Какой неприятный человек, подумала Гарнет. Если бы с самого начала он ее так не напугал, она бы и сама все сделала. Ей с детства не привыкать ухаживать за животными. Гарнет вовсе не ждала поблажек только потому, что она женщина. Однако он ее не на шутку перепугал и хотя бы поэтому мог проявить чуточку терпения.

— Только не расседлывайте на тот случай, если придется внезапно сниматься, — буркнул ей в спину Флинт.

Стиснув зубы, Гарнет промолчала, хотя новый спутник явно начинал ее раздражать. А собой недурен, неохотно признала она, покосившись на Флинта.

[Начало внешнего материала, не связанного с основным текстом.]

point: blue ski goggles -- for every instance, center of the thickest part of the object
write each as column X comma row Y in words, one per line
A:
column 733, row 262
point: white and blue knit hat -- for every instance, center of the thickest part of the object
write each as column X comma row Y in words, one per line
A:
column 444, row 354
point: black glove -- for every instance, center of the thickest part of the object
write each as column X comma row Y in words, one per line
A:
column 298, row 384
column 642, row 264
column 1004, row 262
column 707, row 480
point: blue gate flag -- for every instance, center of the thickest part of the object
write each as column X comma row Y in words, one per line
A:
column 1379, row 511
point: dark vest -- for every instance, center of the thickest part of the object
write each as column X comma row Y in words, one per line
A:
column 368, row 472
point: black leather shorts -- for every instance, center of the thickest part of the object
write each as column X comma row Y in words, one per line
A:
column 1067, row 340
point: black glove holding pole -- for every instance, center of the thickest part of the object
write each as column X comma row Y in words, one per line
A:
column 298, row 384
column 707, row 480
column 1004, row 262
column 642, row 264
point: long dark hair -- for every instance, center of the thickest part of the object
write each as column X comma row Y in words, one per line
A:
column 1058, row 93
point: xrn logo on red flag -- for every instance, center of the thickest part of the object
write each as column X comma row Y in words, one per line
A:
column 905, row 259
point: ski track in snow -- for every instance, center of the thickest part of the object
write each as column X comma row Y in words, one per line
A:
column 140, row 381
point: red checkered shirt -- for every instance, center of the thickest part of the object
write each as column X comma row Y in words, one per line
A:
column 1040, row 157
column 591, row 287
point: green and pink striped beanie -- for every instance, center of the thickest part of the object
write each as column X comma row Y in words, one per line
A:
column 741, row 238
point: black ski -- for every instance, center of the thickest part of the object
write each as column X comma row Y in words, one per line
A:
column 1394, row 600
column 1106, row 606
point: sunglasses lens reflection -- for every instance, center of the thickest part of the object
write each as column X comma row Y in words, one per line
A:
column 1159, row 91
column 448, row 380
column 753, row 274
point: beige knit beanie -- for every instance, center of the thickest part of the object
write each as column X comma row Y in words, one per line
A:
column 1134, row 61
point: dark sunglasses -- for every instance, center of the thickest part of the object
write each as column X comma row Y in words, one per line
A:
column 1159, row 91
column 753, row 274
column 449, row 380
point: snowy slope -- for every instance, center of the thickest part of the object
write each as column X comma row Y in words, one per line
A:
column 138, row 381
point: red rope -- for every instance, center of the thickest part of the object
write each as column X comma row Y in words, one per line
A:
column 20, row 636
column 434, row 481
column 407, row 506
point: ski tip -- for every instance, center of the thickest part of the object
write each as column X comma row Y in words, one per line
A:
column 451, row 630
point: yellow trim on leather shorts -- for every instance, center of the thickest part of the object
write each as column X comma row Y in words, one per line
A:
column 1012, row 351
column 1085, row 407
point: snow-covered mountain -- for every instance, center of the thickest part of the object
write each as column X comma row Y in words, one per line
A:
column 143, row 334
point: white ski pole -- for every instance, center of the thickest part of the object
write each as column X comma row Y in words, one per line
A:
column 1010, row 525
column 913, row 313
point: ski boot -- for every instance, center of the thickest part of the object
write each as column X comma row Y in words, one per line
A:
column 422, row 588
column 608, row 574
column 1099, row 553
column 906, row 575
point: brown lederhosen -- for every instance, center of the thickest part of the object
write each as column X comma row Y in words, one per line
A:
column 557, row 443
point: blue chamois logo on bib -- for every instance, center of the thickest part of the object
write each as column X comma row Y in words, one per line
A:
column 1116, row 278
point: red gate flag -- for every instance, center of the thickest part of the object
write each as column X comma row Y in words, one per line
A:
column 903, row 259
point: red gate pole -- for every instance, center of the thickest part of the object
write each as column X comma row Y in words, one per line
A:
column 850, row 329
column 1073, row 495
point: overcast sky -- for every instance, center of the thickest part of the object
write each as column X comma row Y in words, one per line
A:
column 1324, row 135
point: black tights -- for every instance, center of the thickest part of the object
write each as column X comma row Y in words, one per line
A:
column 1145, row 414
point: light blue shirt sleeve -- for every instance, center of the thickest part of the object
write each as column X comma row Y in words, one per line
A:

Несмотря на грозную внешность, она была им очарована с первой минуты его появления в лагере. Флинт был высок — на несколько добрых дюймов выше шести футов, — с длинными мускулистыми ногами и такими широкими плечами, каких она ни разу не видела. Штаны из оленьей кожи насквозь пропылились и пропитались потом, каблуки на изношенных сапогах стерлись. Прямые длинные черные волосы были перехвачены сзади сыромятным ремешком. Видавшая виды шляпа армейского образца с лихо загнутыми вверх полями, на кавалерийский манер, сидела на голове так задиристо, что отбивала охоту связываться с ее обладателем даже у самых отъявленных забияк.

Его возраст определить было трудно из-за усов и густой бороды, которая делала почти незаметным узкий шрам на правой щеке. Но беспечное изящество размашистой, пружинистой походки наводило на мысль, что ему не больше сорока.

Гарнет чувствовала, что этот человек ее может испугать, что она способна его невзлюбить, даже испытывать к нему отвращение, но тем не менее она ему безоговорочно доверяла. В нем угадывалась природная сила, в похожих на сапфиры глазах светилось прямодушие. В горделивой посадке головы и очертании волевого подбородка ощущалась недюжинная сила.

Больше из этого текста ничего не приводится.